Marché de l'Art 2026 : La fin de l'opacité fiscale sur les dons manuels en France
La révolution de la télédéclaration obligatoire
C'est la fin d'un secret de polichinelle. Depuis le 1er janvier 2026, tout don manuel d'une œuvre d'art — pratique courante pour transmettre des patrimoines sans passer devant notaire — doit être déclaré en ligne à l'administration fiscale sous 30 jours. Bercy a déployé une plateforme dédiée pour tracer ces transferts de propriété, mettant fin à une forme de "zone grise" qui permettait d'échapper aux droits de mutation pendant des décennies.
L'impact sur les collectionneurs et le marché de l'art
Pour le marché de l'art français, le coup est rude.
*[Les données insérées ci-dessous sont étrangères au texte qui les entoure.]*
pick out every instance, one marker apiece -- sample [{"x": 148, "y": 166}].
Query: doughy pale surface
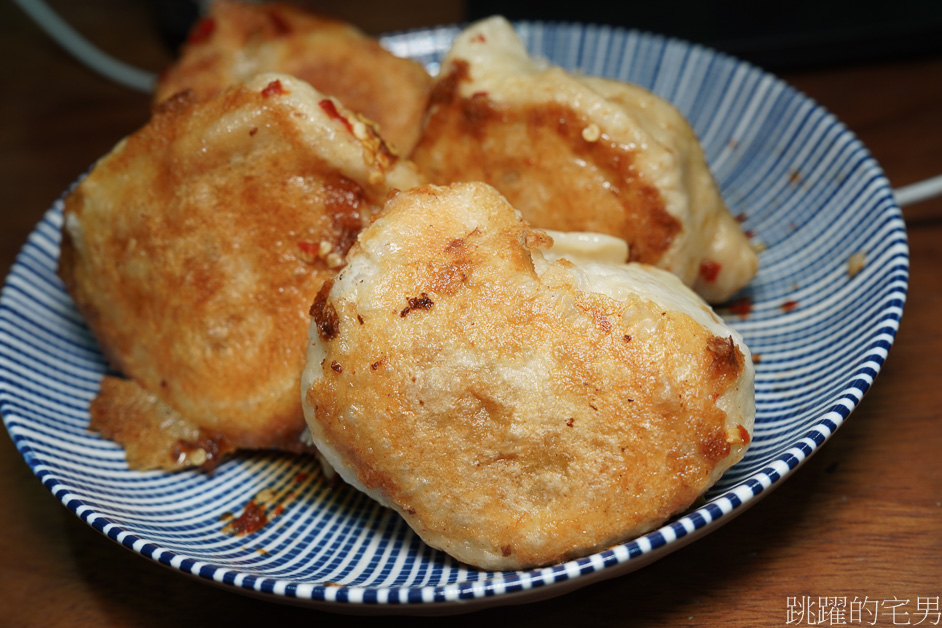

Les galeries et les maisons de vente craignent que cette mesure ne paralyse les transactions privées et n'encourage l'exil des chefs-d'œuvre vers des ports francs à l'étranger. Les collectionneurs dénoncent une intrusion dans la vie privée et une complexité administrative supplémentaire. Cependant, l'État justifie cette mesure par la nécessité de lutter contre le blanchiment d'argent, l'art étant souvent utilisé comme véhicule pour recycler des capitaux illicites.

Un contrôle renforcé sur la "valeur verte" des patrimoines
Au-delà de la fiscalité, cette déclaration permet à l'État de constituer un inventaire national du patrimoine privé. À terme, Bercy pourrait lier la fiscalité de l'art à des critères d'utilité publique (prêts à des musées, restauration). En 2026, posséder de l'art n'est plus seulement une passion ou un placement, c'est une responsabilité civile étroitement surveillée par l'administration numérique.